Qualcuno si concede anche un’altra specialità: i pomodori sottolio (olio extra vergine di oliva), come mi spiega Grazia, 60 anni di Bitonto, “i pomodori di San Marzano, ad esempio, sono destinati ad essere conservati in olio extravergine di oliva. Vengono tagliati longitudinalmente, essiccati al sole per 3-4 giorni, bolliti in acqua e aceto di vino bianco per circa cinque minuti e poi strizzati. Vengono asciugati accuratamente con un panno e disposti in barattoli di vetro. Mano a mano che si formano gli strati, si aggiungono aglio e basilico tritati (e altre erbe a piacere) e, infine, l’intero composto viene ricoperto d’olio”.

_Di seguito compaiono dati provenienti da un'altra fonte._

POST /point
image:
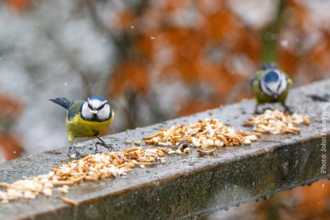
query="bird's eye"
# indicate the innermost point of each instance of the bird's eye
(99, 108)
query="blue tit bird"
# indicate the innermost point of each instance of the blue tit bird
(87, 118)
(270, 85)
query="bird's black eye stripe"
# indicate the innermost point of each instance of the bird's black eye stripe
(279, 86)
(268, 89)
(99, 108)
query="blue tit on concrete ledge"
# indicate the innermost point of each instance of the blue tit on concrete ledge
(87, 118)
(270, 85)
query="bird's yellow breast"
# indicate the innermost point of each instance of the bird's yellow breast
(78, 127)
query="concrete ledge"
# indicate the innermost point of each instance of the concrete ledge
(191, 185)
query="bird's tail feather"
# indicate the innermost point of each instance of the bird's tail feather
(62, 102)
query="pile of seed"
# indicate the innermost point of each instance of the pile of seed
(204, 133)
(276, 122)
(93, 167)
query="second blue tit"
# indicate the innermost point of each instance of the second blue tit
(270, 85)
(87, 118)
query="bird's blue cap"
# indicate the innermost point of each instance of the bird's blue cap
(266, 66)
(271, 76)
(96, 97)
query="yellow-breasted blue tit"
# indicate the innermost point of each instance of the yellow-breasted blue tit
(86, 119)
(270, 85)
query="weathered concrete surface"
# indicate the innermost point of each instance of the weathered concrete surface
(191, 185)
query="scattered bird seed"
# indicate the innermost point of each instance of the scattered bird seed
(205, 133)
(276, 122)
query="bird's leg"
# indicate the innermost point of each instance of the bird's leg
(73, 147)
(258, 110)
(103, 144)
(288, 109)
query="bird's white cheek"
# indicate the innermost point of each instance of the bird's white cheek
(104, 113)
(85, 112)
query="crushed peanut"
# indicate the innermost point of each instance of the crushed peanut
(90, 168)
(205, 133)
(276, 122)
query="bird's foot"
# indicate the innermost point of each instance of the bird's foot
(288, 109)
(108, 146)
(258, 110)
(74, 150)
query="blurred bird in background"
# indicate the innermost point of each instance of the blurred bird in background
(86, 119)
(270, 85)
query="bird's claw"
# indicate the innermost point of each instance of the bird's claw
(288, 109)
(75, 152)
(108, 146)
(258, 110)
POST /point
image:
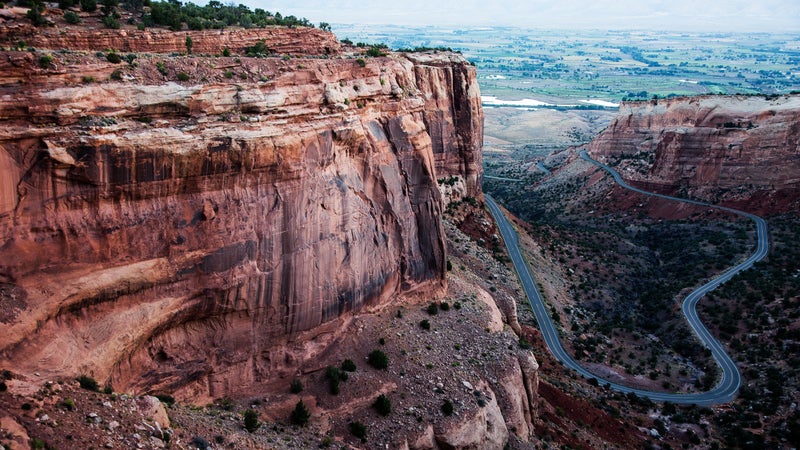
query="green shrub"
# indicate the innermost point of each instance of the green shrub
(46, 61)
(72, 17)
(251, 420)
(378, 359)
(348, 365)
(447, 408)
(88, 383)
(300, 414)
(296, 386)
(258, 49)
(35, 16)
(359, 430)
(382, 405)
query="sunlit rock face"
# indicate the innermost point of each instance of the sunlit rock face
(197, 237)
(742, 150)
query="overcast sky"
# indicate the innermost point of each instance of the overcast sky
(678, 15)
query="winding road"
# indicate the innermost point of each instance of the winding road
(731, 380)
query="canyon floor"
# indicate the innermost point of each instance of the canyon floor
(613, 265)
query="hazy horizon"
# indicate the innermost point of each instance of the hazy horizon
(676, 15)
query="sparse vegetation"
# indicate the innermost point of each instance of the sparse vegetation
(258, 49)
(214, 15)
(71, 17)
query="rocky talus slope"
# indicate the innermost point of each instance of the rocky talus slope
(738, 150)
(198, 224)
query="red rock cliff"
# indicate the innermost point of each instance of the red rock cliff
(201, 235)
(738, 150)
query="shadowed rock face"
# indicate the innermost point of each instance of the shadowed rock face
(736, 150)
(196, 239)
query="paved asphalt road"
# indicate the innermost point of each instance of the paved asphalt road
(725, 390)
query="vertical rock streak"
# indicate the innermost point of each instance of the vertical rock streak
(198, 255)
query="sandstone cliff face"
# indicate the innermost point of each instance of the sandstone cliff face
(202, 236)
(281, 40)
(737, 150)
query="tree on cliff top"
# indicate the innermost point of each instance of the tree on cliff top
(214, 15)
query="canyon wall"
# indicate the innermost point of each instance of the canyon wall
(197, 224)
(737, 150)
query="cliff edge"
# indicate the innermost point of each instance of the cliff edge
(196, 223)
(742, 151)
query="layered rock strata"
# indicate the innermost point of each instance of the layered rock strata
(733, 149)
(191, 233)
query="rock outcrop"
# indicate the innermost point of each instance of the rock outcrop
(280, 40)
(736, 150)
(196, 224)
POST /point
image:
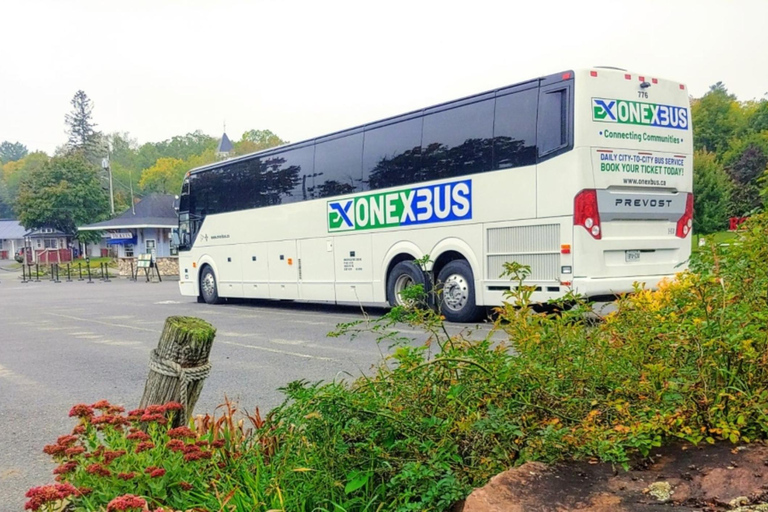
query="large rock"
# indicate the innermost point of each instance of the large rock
(708, 478)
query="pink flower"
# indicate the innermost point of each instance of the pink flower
(181, 432)
(175, 445)
(138, 436)
(98, 469)
(48, 495)
(126, 502)
(54, 449)
(66, 440)
(81, 411)
(142, 447)
(75, 450)
(157, 473)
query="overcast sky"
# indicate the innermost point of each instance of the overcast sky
(161, 68)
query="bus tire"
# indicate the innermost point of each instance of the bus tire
(209, 289)
(403, 275)
(456, 292)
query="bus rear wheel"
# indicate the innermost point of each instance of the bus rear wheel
(402, 276)
(208, 287)
(456, 292)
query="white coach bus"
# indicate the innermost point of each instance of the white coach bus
(584, 176)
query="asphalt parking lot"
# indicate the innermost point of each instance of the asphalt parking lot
(62, 344)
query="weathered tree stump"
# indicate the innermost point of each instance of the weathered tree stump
(179, 365)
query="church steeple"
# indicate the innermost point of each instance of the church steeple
(225, 149)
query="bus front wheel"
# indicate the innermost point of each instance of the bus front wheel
(208, 288)
(456, 292)
(403, 275)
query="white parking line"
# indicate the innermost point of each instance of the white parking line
(111, 324)
(276, 351)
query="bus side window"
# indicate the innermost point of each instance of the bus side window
(392, 154)
(458, 141)
(338, 167)
(514, 129)
(553, 132)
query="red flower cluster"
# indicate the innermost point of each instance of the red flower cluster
(75, 450)
(98, 469)
(66, 440)
(48, 495)
(126, 502)
(142, 447)
(175, 445)
(81, 411)
(54, 449)
(155, 472)
(181, 433)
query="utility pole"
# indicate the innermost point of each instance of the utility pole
(105, 165)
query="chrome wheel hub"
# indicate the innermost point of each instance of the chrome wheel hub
(402, 282)
(455, 292)
(208, 285)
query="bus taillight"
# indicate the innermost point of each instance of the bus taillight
(586, 214)
(685, 224)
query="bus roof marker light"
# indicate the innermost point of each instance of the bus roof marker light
(586, 213)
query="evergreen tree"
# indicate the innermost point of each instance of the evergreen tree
(83, 137)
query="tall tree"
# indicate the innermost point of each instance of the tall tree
(717, 117)
(12, 151)
(711, 193)
(81, 129)
(744, 172)
(64, 193)
(164, 177)
(257, 140)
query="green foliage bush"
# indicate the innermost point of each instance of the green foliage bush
(688, 361)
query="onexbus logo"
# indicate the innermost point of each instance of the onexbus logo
(421, 205)
(635, 112)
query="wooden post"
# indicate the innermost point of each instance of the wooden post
(179, 365)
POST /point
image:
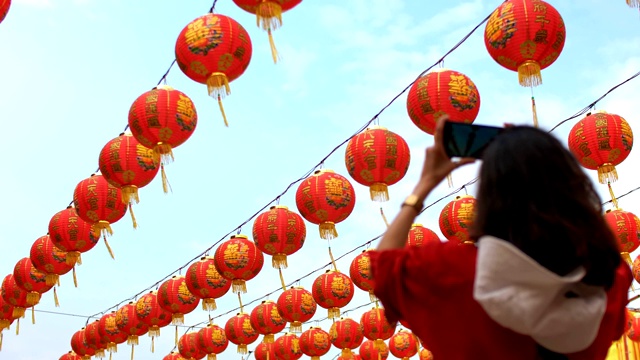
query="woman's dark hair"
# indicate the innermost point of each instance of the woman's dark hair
(533, 194)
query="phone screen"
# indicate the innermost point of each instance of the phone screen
(468, 140)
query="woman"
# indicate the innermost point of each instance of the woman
(545, 279)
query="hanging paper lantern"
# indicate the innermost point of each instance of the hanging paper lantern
(265, 351)
(626, 227)
(174, 296)
(315, 342)
(70, 233)
(49, 259)
(266, 320)
(377, 158)
(333, 290)
(212, 340)
(188, 346)
(110, 333)
(376, 327)
(296, 306)
(128, 165)
(346, 334)
(456, 218)
(403, 345)
(325, 198)
(268, 15)
(128, 323)
(94, 340)
(279, 232)
(240, 332)
(601, 141)
(287, 347)
(371, 351)
(215, 50)
(99, 203)
(525, 36)
(442, 92)
(151, 314)
(205, 282)
(238, 260)
(80, 346)
(360, 273)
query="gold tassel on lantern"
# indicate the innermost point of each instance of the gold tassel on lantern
(218, 87)
(529, 74)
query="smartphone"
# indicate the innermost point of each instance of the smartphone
(468, 140)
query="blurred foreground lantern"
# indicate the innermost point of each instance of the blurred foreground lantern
(296, 306)
(315, 342)
(442, 92)
(456, 218)
(333, 290)
(279, 232)
(205, 282)
(215, 50)
(325, 198)
(377, 158)
(128, 165)
(240, 332)
(360, 273)
(268, 15)
(239, 261)
(525, 36)
(601, 141)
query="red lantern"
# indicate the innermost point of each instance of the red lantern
(151, 314)
(360, 273)
(265, 351)
(287, 347)
(601, 141)
(333, 290)
(128, 323)
(456, 218)
(442, 92)
(296, 306)
(188, 346)
(403, 344)
(279, 232)
(80, 346)
(525, 36)
(377, 158)
(49, 259)
(369, 350)
(266, 320)
(205, 282)
(376, 327)
(315, 342)
(240, 332)
(419, 235)
(4, 8)
(268, 15)
(99, 203)
(174, 296)
(238, 260)
(162, 119)
(110, 333)
(626, 227)
(212, 340)
(70, 233)
(325, 198)
(128, 165)
(215, 50)
(346, 334)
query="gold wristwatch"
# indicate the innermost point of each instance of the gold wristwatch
(413, 201)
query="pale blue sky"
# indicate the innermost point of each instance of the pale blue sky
(70, 70)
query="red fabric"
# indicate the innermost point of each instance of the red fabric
(431, 287)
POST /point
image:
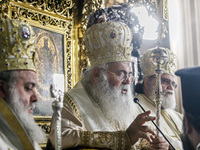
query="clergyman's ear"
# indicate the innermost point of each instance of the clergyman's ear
(3, 89)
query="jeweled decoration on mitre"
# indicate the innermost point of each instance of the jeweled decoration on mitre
(148, 68)
(108, 42)
(17, 45)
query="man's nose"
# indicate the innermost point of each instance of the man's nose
(170, 86)
(127, 81)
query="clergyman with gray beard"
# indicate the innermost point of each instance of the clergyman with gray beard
(170, 120)
(99, 112)
(17, 87)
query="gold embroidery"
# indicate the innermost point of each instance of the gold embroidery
(171, 124)
(72, 105)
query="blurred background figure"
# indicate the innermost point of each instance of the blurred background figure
(190, 84)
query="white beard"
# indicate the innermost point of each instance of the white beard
(118, 108)
(27, 120)
(168, 96)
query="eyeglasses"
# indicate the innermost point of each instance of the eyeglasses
(168, 82)
(123, 76)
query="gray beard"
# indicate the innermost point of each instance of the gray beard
(169, 100)
(118, 108)
(34, 131)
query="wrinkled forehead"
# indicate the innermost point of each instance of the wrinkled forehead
(120, 66)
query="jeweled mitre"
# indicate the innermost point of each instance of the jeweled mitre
(17, 45)
(108, 42)
(148, 68)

Ma non è tutto! Alcuni imparano un mestiere, mentre altri vanno oltre. È il caso di Adriano, 30 anni, di Palo del Colle che, dopo aver conseguito la laurea in informatica, ha avviato un’azienda agricola e ora vende la salsa che produce in Italia e all’estero.
Credo che, ora, molti dei nostri lettori capiscano meglio il significato di un bel piatto di pasta condita con una foglia di basilico e con la migliore salsa, quella che è impossibile trovare in un negozio. Così, a volte, quando non riesci a soddisfare il palato, puoi almeno indulgere con i ricordi!